The guidelines include suggestions to limit the number of “live contact practices” during the spring, preseason, regular season and playoffs. A “live contact practice” is “any practice that involves live tackling to the ground and/or full-speed blocking.” The recommendations for each phase of the season are as follows:
- 8 of the 15 allowed practices may be live contact practices
- Maximum of 4 live contact practices per week, with a maximum of 12 live contact practices before the season
In Season, Postseason & Bowl Season
- Maximum of 2 live contact practices per week
Additionally, the guidelines recommend best practices for diagnosing and managing concussions. These best practices have been endorsed by medical organizations such as the American Academy of Neurology, the American College of Sports Medicine and the NCAA Concussion Task Force. The guidelines emphasize the presence of independent doctors to evaluate injuries after an athlete has been diagnosed with a concussion, and that schools designate a licensed physician as medical director to oversee the medical care provided to athletes.
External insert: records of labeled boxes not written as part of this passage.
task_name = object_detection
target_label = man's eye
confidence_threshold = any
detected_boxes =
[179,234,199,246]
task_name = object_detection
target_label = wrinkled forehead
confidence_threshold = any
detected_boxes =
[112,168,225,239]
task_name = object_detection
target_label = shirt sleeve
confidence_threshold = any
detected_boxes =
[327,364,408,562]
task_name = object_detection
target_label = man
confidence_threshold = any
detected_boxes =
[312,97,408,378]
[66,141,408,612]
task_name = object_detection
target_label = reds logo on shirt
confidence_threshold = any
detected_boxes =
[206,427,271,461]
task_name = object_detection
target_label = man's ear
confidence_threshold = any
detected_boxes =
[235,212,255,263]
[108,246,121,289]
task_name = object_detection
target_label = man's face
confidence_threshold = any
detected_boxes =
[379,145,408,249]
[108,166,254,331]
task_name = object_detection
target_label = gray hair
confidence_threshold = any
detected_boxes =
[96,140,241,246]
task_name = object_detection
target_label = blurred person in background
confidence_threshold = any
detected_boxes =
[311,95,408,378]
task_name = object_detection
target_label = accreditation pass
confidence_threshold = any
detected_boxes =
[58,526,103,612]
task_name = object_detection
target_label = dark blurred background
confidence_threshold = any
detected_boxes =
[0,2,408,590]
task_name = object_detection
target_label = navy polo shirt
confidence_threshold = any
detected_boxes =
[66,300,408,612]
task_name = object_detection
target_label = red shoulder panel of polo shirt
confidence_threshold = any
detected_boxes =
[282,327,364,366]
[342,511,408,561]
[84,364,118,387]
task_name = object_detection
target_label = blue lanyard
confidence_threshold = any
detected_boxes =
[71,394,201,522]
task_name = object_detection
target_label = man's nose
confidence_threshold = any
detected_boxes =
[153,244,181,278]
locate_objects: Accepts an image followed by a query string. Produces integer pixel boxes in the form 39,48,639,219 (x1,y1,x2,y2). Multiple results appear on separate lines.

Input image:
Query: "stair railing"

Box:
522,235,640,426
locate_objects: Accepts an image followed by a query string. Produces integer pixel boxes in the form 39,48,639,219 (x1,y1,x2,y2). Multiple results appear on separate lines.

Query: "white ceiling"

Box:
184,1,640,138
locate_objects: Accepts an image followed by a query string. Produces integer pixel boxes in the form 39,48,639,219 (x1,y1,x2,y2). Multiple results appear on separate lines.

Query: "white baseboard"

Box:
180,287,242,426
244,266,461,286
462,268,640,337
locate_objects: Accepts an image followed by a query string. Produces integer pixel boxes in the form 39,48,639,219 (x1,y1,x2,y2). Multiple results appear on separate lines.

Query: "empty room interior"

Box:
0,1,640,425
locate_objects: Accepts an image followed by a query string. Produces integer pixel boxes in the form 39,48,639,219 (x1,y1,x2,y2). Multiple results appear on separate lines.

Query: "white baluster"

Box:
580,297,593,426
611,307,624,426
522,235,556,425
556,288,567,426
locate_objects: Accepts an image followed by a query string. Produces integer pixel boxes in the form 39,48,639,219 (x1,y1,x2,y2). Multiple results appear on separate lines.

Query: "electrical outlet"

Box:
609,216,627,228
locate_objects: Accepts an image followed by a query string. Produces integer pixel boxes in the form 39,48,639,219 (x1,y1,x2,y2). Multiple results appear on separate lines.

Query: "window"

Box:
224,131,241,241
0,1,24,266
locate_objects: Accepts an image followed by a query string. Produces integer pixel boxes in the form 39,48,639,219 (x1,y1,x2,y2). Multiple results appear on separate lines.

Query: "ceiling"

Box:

Furthermore, the NCAA encourages schools to make their concussion management plans publicly available.
In a statement to ESPN.com, Chris Nowinski, Executive Director of The Sports Legacy Institute, said , even though the NCAA protocol is non-binding, it is a step in the right direction. “I think for what it was intended to do, it addresses a lot of the gaps that existed that left college athletes at risk,” said Nowinski. “I think it was an impressive effort by a lot of people to put it together quickly with so many organizations involved. Now it needs to be monitored if it’s actually implemented and adopted by individual schools.”
The NCAA is defending a federal class action lawsuit brought on behalf of current and former NCAA football players who sustained a concussion(s) or suffered concussion-like symptoms while playing football at an NCAA school that alleges it has failed to take sufficient steps to prevent student athletes from concussion related injuries. For more information about this suit, see this post: http://www.collegeandprosportslaw.com/collegiate-sports/ncaa-hit-with-class-action-concussion-lawsuit/.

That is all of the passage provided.